Sinto as bochechas queimarem ao ouvir as palavras de Eduard. Passamos horas rindo e relembrando momentos da nossa infância. Principalmente quando Eduard foi à minha casa no dia do meu aniversário de 8 anos e me entregou uma caixa e quando a abri, tinha um sapo nojento dentro, lembro que chorei o dia inteiro.

- A culpa foi minha - diz Eduard de repente, deitando-se no tapete e contemplando o céu, que agora estava imensamente estrelado.

- Como assim culpa sua? Do que está falando, Eduard?

- Minha irmã Lúcia!

Fico surpresa com a espontaneidade dele ao tocar no assunto, mas percebo que não é o momento de fazer muitas perguntas. Deixo que ele fique à vontade para conversar, afinal, Eduard parece uma muralha intransponível quando o assunto é sentimento.

- Sabe, Aurora, às vezes é assustador se abrir para as pessoas. Tenho receio de dizer o que estou sentindo, principalmente para as pessoas com quem eu me importo - ele continua.

- Eduard, eu não sei o que dizer, mas... Pode se abrir comigo. Se você quiser, claro - digo, me deitando ao lado dele no tapete, enquanto fitamos o céu cheio de estrelas, que parece um quadro pintado de tão lindo. Lembro dos nossos tempos de infância, quando costumávamos deitar na grama por horas, admirando as estrelas juntos.

- E se você me odiar e não me compreender? O que fiz não tem perdão, e não espero que me perdoe, mas eu não aguento mais levar esse fardo sozinho. - diz Eduard, com a voz embargada.

- Eu sempre vou te compreender, Eduard. Já não somos crianças, mas permanecemos os mesmos amigos de antes. Sabe que pode falar o que quiser comigo. Sempre estarei aqui para você. Não há nada nessa vida que seja imperdoável. Diga. - O encorajo.

- No dia em que eu, você e Lúcia fomos ao Lago Karnak, antes de sair de casa, eu a desafiei a saltar da pedra mais alta do lago. Apostamos que quem tivesse coragem de subir na pedra mais alta e mergulhar, ficaria uma semana sem limpar o estábulo dos cavalos. Por isso Lúcia subiu naquela pedra, ela queria me provar que não tinha medo e que estava disposta a ganhar a aposta. Vivo com essa culpa desde que sai de Ierousalím. Entende agora? Se eu não tivesse feito aquela aposta idiota, talvez agora Lúcia estivesse aqui conosco. Talvez nem tivesse saído de Ierousalím. A culpa fez eu me afastar de você, Aurora, eu não queria te decepcionar. Não suportava a ideia de você me odiar por isso, e quando seu pai decidiu apagar sua memória e nos contou tudo o que estava acontecendo, me senti aliviado em saber que você não se lembraria de mim. Me senti aliviado em saber que eu não teria que te contar isso na época - Eduard vira a cabeça e fita os seus olhos em mim. - Mas agora tudo mudou. Você está aqui e estamos de novo fazendo parte um da vida um do outro. Eu não quero mais carregar essa culpa e nem quero me afastar de você.
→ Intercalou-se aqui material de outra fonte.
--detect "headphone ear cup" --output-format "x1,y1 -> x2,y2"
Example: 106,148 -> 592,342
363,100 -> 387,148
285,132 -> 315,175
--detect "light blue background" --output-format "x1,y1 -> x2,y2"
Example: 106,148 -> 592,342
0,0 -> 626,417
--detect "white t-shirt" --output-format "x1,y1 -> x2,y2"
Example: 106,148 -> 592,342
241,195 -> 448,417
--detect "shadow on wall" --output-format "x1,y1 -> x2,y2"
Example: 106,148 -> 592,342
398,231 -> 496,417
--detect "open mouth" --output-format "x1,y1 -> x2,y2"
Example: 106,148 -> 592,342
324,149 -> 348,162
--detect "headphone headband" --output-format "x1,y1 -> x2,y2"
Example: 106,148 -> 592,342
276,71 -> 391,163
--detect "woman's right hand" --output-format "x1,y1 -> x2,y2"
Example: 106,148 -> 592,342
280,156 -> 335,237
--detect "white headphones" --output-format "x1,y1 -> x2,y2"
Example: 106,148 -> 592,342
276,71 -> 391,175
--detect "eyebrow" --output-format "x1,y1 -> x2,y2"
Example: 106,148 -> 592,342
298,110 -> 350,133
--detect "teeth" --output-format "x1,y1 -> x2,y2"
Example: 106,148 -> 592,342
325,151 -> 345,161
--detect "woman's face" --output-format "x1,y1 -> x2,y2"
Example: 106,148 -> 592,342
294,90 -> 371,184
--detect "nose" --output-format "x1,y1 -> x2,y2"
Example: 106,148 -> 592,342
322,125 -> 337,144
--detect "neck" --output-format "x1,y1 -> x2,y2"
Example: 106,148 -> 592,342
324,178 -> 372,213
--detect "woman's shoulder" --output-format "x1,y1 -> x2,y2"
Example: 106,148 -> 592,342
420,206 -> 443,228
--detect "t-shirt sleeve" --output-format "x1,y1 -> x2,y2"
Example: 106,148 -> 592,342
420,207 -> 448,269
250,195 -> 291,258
- Você não tinha como saber, Eduard! - Viro o rosto na sua direção e o encaro. - Éramos crianças e você jamais faria nenhum mal a sua irmã. Sei que não faria - enfatizo.
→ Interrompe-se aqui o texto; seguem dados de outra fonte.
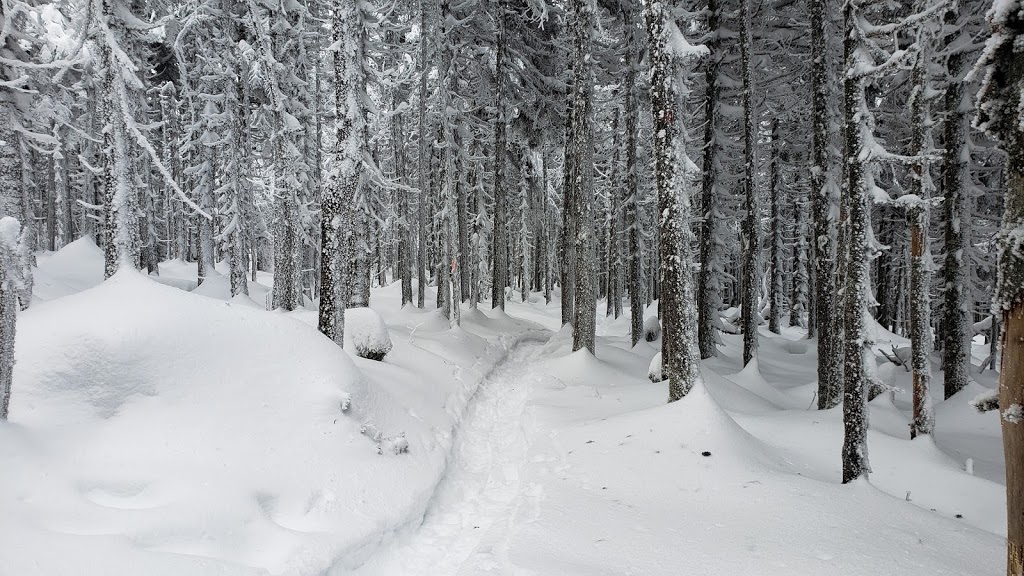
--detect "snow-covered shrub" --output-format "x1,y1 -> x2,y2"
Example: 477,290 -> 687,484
345,307 -> 391,361
970,390 -> 999,412
643,316 -> 662,342
359,422 -> 409,456
377,433 -> 409,455
647,353 -> 665,384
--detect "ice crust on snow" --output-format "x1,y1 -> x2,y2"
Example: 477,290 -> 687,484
0,242 -> 1006,576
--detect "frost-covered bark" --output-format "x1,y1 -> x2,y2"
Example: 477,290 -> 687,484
0,216 -> 32,420
318,2 -> 367,345
790,172 -> 810,328
490,11 -> 507,310
697,0 -> 726,359
768,118 -> 785,334
942,49 -> 971,399
900,12 -> 935,439
809,0 -> 844,410
95,1 -> 141,278
839,0 -> 874,484
623,3 -> 643,346
739,0 -> 761,366
266,4 -> 309,311
563,0 -> 597,354
972,0 -> 1024,576
644,0 -> 707,402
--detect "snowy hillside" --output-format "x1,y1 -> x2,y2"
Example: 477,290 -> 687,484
0,236 -> 1006,576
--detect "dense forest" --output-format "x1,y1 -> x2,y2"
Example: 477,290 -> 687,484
6,0 -> 1024,574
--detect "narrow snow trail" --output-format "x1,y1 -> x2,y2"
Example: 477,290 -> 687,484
355,341 -> 543,576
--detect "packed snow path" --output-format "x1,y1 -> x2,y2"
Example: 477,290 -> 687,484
356,341 -> 543,576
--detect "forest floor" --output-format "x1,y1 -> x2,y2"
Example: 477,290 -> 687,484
0,235 -> 1006,576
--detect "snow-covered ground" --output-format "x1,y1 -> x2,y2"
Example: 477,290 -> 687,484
0,239 -> 1006,576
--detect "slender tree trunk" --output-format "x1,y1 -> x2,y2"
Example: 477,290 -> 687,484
697,0 -> 723,359
739,0 -> 761,366
839,1 -> 874,484
942,49 -> 971,399
977,2 -> 1024,576
768,117 -> 785,334
907,21 -> 935,439
645,0 -> 700,402
809,0 -> 844,410
568,0 -> 597,354
623,3 -> 644,346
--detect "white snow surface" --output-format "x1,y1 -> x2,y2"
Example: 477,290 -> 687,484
345,307 -> 391,358
0,236 -> 1006,576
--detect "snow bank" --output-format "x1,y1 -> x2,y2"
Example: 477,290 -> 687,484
0,273 -> 423,576
32,236 -> 103,301
643,316 -> 662,342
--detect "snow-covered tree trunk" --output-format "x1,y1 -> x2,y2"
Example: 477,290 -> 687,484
942,48 -> 971,399
969,0 -> 1024,576
839,0 -> 874,484
901,16 -> 935,439
558,106 -> 577,326
623,3 -> 644,346
416,0 -> 434,308
318,2 -> 365,345
563,0 -> 597,354
644,0 -> 707,402
490,7 -> 503,310
790,169 -> 810,328
697,0 -> 725,359
0,215 -> 32,420
97,15 -> 140,278
604,109 -> 623,318
739,0 -> 761,366
809,0 -> 844,410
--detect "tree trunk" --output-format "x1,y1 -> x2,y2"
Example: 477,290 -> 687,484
645,0 -> 700,402
697,0 -> 724,359
739,0 -> 761,366
568,0 -> 597,354
942,49 -> 971,399
810,0 -> 844,410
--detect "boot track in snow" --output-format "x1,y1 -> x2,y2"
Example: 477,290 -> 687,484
355,340 -> 544,576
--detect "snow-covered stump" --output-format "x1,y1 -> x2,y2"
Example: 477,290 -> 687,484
345,307 -> 391,361
647,353 -> 665,384
643,316 -> 662,342
0,216 -> 32,420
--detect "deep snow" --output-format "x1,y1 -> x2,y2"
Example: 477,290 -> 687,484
0,239 -> 1006,576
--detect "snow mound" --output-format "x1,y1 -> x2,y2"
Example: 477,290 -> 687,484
647,353 -> 665,384
643,316 -> 662,342
32,236 -> 103,301
0,272 -> 383,574
345,307 -> 391,361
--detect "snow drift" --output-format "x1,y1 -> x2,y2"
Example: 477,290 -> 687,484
0,273 -> 423,575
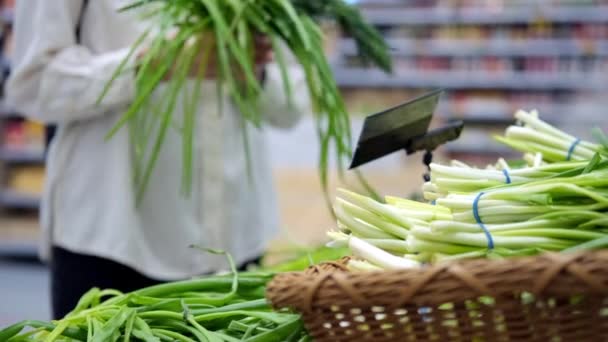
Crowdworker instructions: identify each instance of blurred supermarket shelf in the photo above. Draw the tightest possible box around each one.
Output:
[0,7,15,25]
[334,66,608,90]
[364,5,608,25]
[0,148,44,164]
[0,189,40,210]
[0,214,40,258]
[340,38,608,57]
[0,101,20,118]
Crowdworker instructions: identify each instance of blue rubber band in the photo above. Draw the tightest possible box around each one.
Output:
[502,169,511,184]
[566,138,581,161]
[473,192,494,249]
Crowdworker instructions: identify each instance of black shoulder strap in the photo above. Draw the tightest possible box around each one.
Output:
[45,0,89,150]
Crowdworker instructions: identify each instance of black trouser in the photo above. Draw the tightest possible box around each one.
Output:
[51,247,261,319]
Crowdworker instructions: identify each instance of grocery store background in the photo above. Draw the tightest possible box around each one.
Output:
[0,0,608,326]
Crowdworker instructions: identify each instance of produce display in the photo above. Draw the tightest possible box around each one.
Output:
[0,251,309,342]
[100,0,391,198]
[328,111,608,270]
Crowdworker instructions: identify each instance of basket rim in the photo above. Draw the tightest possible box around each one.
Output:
[267,250,608,312]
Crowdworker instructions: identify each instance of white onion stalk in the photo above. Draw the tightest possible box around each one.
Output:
[327,232,420,270]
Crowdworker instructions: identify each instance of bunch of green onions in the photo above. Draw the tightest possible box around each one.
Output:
[494,110,604,162]
[0,251,310,342]
[329,112,608,270]
[100,0,391,199]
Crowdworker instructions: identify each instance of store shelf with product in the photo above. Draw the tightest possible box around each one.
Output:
[334,67,608,90]
[334,0,608,160]
[340,38,608,57]
[0,189,40,210]
[358,4,608,25]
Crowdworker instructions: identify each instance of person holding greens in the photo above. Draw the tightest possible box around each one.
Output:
[7,0,310,318]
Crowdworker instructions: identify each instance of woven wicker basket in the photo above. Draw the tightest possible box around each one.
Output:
[267,251,608,342]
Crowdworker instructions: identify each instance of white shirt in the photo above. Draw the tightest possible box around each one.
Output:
[7,0,309,280]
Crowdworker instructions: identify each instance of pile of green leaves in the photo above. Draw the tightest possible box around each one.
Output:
[0,250,310,342]
[100,0,391,199]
- Então, não me odeia por isso? - percebo os olhos de Eduard marejados.

- Claro que não! Tira isso da sua cabeça. Lúcia não gostaria que se culpasse desse jeito. Se tem uma coisa que aprendi até aqui, é que a vida não é nada fácil e nem sempre vai aparecer alguém para salvar você. Nem tudo faz sentido, Eduard, mas você é forte e vai superar isso. Vamos superar juntos!

- É difícil ser sozinho - diz Eduard ao se levantar.

Me levanto em seguida e o encaro novamente.

- Sempre estarei aqui para você, Eduard. Sempre que precisar. Mas você precisa se perdoar. Você não está mais sozinho, eu estou aqui agora.